2003

Tammi, Kari

This work introduces two principles to compensate a deterministic excitation from a system: adaptive finite impulse-response-filter and convergent control. Both principles work as adaptive feedforward compensation algorithms by feeding a compensation signal into the system. The compensation signal is generated from a reference signal that is correlated with the excitation to be compensated. The difference between the principles is the algorithm to derive the compensation signal from the reference signal. These algorithms are reported in the work. The methods were compared with simulations by compensating a sinusoidal disturbance in a simple plant. The convergent control algorithm indicated smoother but slower convergence than the adaptive finite impulse-response-filter with least-mean-square algorithm. The convergent control was also tested in the rotor test environment. The displacement responses of the test rotor were measured when the convergent control was switched on.

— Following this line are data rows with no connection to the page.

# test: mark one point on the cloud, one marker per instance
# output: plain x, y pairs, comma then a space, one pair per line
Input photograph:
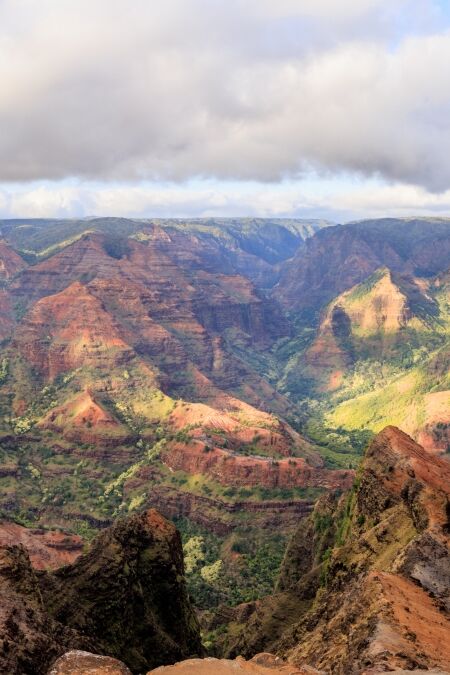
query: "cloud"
250, 90
336, 199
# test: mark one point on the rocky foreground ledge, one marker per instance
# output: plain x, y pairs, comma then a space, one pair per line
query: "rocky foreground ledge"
126, 598
83, 663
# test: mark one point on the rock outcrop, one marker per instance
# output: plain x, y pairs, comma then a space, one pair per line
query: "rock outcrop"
125, 598
384, 602
364, 586
47, 549
411, 246
77, 662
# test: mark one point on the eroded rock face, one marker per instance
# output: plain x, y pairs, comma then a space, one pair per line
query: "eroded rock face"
310, 279
47, 549
83, 663
30, 639
261, 664
384, 601
365, 583
126, 598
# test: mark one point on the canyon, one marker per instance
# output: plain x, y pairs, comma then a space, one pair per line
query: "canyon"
230, 375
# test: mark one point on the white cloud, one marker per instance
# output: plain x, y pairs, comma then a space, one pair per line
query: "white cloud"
338, 199
243, 89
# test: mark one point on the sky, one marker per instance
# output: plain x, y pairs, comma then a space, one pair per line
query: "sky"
335, 109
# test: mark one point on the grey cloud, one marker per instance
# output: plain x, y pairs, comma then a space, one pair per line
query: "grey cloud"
243, 89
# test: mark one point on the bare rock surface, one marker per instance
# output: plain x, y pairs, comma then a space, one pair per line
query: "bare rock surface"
84, 663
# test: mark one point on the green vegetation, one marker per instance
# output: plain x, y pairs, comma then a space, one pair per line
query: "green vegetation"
240, 567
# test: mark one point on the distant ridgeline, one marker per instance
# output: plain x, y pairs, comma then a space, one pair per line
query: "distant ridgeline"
226, 371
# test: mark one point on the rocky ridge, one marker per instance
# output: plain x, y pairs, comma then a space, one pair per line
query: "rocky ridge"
126, 597
364, 587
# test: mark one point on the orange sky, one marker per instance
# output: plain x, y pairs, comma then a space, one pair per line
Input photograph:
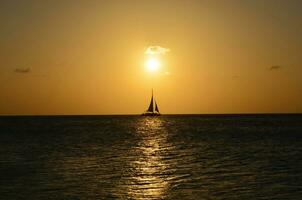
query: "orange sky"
88, 57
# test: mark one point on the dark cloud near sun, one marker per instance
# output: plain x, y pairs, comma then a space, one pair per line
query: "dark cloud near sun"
153, 50
22, 70
275, 67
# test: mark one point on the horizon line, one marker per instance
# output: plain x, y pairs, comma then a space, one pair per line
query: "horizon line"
66, 115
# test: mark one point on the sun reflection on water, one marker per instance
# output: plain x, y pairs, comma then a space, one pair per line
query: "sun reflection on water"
146, 178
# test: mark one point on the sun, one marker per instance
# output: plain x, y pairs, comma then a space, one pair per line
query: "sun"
152, 64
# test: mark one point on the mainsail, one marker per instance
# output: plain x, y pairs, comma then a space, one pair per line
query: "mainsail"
156, 108
150, 109
153, 108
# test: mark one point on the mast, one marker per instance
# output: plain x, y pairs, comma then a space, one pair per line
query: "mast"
156, 107
151, 107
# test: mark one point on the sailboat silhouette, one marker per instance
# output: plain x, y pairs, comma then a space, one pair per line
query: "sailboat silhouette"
152, 109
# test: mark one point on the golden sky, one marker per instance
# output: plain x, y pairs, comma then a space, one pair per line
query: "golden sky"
89, 57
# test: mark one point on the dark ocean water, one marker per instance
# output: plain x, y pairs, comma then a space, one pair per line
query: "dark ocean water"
167, 157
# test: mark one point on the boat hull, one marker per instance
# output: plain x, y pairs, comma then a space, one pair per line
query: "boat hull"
151, 114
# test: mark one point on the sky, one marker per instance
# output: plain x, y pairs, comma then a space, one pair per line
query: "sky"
91, 57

The measurements were carried out when the rotor was running 25 Hz, 40 Hz, and 65 Hz. The control force commands were also recorded at these speeds. The displacement response was also measured during a sweep from 11 Hz to 65 Hz. The convergent control was found working properly; the convergence of the algorithm was particularly fast. The performance of the algorithm may be improved by improving the quality of the compensation signal. The forces used for control were low: from 1 N to 3 N. The parameter update seemed to have an effect on response; the response was slightly amplified at the update frequency.